Footnote

Living two blocks from singletrack has its advantages,
as long as you watch your step.

Man, am I ever glad I’m not an influencer.

If I were, I’d feel obligated to opine on Hamas v. Israel; the Rt. Rev. Dr. Mike Johnson (R-Pecksniff), our latest Shaker of the Hose; psycho killers who use gunfire to drown out the voices in their heads; and various Trumps getting hauled, with eyes a-rolling at the sheer injustice of it all, into various courts of law.

But I ain’t. So I won’t.

Besides, my back hurts, because I somehow managed to banjax the bugger on Monday while shoveling out Miss Mia’s litter box and ever since have been lurching around the vicinity like an angry Ent with one root in a cast.

I haven’t even considered riding or running. But I have shuffled out for a few short hikes with my trusty staff and to date have not rendered dysfunctional any other aspects of the organism.

Also, I have not been compelled to endure bombardment, conversion, gunfire, or jurisprudence. Thus, winning, etc.

In other news, we’ve been watching a graphic-novel adaptation on Netflix, the limited series “Bodies,” and I can’t recommend it as a muscle relaxant. More of an irritant, really. But we’re six episodes into the sonofabitch and I want to find out how it ends so I can hate it properly.

Ordinarily I love almost any tale involving time travel. But at the moment all I can think of is going back to 1976 and telling the 22-year-old me not to work the top end of a hand truck while delivering a large refrigerator into an upstairs apartment.

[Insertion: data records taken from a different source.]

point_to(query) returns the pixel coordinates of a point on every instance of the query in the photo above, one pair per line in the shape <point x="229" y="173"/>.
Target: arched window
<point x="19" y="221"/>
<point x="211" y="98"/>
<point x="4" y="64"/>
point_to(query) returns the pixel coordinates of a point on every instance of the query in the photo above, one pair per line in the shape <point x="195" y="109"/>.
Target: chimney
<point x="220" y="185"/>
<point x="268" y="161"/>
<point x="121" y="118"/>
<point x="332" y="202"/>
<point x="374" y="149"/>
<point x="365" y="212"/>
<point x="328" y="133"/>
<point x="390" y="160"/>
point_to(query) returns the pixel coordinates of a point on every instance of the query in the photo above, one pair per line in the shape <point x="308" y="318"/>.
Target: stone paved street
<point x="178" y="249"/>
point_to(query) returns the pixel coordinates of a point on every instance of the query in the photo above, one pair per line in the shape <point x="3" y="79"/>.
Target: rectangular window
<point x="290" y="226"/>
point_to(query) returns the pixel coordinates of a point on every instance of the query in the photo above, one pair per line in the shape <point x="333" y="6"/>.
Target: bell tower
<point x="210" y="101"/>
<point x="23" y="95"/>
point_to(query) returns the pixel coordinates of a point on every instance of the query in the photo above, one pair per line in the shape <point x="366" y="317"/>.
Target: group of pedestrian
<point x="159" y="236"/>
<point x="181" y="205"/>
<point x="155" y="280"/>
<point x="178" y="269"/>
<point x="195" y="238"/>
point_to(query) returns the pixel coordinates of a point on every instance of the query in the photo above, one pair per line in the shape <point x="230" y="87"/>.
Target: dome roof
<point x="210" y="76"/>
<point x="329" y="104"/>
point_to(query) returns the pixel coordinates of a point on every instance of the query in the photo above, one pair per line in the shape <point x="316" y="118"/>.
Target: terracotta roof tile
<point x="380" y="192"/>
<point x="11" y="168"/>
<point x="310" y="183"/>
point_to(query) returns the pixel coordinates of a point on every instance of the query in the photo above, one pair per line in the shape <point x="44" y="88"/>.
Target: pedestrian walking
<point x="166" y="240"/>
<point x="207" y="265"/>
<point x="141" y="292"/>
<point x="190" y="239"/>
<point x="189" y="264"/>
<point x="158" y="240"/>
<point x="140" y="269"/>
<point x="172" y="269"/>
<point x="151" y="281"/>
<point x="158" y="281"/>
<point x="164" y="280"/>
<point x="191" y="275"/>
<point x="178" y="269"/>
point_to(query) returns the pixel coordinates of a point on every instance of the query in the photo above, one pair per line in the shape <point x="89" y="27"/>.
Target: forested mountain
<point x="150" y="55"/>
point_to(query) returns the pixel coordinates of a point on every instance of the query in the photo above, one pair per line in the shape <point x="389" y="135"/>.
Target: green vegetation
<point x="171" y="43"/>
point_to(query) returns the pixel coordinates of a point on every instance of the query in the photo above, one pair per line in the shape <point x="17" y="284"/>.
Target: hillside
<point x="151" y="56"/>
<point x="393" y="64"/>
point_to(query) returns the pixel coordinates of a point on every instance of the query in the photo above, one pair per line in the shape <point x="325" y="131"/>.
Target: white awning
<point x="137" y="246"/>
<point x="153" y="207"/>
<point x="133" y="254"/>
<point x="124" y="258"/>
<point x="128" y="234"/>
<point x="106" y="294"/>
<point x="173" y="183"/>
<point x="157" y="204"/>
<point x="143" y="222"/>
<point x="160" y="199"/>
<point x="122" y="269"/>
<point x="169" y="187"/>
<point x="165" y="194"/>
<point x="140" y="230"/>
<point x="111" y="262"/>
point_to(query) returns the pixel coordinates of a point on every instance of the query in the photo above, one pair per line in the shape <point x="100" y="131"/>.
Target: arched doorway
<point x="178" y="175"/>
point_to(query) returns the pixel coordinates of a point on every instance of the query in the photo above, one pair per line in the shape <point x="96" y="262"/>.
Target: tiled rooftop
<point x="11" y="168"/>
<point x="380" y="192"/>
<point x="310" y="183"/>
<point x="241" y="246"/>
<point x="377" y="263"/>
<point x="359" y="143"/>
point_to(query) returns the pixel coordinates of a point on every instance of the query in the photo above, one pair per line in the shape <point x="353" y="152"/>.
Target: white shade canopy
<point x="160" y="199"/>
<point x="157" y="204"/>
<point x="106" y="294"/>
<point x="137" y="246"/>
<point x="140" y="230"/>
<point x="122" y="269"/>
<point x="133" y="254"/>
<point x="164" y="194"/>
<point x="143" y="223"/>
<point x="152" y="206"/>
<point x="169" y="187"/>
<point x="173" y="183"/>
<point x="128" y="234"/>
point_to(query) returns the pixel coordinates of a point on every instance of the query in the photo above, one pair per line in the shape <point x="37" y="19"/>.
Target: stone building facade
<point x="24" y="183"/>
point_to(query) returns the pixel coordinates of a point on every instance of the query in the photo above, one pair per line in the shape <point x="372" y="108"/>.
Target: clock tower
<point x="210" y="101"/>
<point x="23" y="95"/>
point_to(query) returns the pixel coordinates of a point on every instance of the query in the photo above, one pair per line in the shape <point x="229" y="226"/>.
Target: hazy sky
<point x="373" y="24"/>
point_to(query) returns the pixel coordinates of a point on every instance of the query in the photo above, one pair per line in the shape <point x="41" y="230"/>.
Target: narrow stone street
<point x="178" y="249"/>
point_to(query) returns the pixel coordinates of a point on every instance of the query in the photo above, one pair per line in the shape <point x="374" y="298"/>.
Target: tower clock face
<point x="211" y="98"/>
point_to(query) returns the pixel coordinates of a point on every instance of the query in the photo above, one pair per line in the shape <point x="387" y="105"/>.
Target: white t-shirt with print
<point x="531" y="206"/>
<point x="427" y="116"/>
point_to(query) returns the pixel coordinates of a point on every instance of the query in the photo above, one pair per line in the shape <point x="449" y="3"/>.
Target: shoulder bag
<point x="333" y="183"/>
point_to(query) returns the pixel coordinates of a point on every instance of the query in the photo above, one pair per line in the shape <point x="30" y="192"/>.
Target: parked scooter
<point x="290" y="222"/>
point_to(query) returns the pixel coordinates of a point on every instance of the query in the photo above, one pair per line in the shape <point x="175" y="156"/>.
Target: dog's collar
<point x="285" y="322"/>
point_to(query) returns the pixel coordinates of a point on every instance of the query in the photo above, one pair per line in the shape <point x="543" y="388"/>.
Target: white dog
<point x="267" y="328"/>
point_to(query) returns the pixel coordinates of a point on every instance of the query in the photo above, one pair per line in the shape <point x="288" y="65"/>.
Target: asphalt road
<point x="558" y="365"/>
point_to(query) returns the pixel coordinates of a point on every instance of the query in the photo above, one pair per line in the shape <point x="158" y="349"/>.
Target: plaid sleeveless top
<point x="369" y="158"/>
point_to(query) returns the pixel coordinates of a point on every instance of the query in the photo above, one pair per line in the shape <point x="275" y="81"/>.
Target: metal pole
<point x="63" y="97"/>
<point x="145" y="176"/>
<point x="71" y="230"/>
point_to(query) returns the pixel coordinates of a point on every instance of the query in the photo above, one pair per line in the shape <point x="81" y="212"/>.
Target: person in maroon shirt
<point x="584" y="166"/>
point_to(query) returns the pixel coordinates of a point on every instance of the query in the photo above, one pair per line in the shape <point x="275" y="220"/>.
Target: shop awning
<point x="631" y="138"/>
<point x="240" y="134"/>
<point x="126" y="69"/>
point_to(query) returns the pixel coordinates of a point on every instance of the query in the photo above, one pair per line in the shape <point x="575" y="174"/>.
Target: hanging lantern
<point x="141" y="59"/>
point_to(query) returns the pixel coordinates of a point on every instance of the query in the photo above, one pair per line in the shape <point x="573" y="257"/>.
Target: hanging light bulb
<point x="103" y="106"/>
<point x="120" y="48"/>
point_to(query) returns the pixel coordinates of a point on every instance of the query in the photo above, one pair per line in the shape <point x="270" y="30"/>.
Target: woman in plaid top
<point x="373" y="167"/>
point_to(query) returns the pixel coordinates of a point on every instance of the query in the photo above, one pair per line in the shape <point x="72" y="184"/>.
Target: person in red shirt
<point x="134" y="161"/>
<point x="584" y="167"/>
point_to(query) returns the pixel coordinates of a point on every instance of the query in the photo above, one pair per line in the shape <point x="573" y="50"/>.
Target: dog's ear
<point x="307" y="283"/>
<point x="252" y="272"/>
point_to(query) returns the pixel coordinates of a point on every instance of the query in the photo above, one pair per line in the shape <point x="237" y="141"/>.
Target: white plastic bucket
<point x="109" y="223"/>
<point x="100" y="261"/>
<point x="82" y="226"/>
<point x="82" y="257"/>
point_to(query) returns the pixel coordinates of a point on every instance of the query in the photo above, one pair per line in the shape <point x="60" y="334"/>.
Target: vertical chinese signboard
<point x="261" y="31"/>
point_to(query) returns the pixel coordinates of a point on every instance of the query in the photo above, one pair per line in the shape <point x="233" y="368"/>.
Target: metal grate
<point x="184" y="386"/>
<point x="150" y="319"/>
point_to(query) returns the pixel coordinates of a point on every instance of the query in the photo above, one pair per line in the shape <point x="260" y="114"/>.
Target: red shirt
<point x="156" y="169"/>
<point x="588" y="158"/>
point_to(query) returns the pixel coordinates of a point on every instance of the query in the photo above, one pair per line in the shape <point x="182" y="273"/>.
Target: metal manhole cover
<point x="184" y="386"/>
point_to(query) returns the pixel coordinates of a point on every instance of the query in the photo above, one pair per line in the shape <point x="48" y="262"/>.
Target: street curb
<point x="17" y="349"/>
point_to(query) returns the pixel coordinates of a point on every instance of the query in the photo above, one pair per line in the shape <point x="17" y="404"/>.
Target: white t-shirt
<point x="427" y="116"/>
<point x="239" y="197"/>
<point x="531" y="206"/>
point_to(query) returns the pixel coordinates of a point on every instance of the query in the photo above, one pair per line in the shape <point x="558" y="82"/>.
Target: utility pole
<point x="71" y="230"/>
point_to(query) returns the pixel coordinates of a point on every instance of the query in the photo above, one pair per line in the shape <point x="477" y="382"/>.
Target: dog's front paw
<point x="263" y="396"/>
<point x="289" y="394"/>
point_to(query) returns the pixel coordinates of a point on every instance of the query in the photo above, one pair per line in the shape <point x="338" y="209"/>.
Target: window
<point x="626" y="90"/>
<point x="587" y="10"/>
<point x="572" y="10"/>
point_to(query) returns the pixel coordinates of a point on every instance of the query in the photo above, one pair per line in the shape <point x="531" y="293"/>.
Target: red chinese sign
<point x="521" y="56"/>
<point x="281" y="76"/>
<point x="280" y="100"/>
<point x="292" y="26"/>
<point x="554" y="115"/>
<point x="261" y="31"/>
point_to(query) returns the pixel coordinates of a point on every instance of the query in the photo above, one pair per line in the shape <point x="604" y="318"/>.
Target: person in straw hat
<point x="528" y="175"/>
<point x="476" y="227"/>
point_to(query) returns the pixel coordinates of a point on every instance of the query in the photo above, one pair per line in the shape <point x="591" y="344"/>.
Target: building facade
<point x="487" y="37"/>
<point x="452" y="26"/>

“Dude,” I’d say, “just look at me. I’m all that remains of you. There are ways to get beer money that are easier on the lower back. For starters, weed is gonna be legal here in 2012. You heard it here first. Get busy.”

Lunacy

If you must do something outrageous around the full moon, try howling at the sonofabitch. Always works for me.

I’d love to be able to blame the full moon for this, or maybe Friday the 13th, but it happened on Thursday night.

The scariest part may be that this apparently was not a single incident, but rather three separate shootings.

What. The. Fuck.

And lo siento mucho, but candlelight vigils with Modelo backs are not the answer, any more than thoughts and prayers.

Put down the fucking guns, please. And thank you.

Rumble thy bellyful

King Lear would be freestyling on this afternoon’s rain, yo.

There’s a whole bunch of the boom-boom-boom going on around here today.

But lucky for us, it’s only thunder. And the only thing raining on us is, well, rain.

Who was first to the “thoughts and prayers?” I had Ted Cruz in the office pool.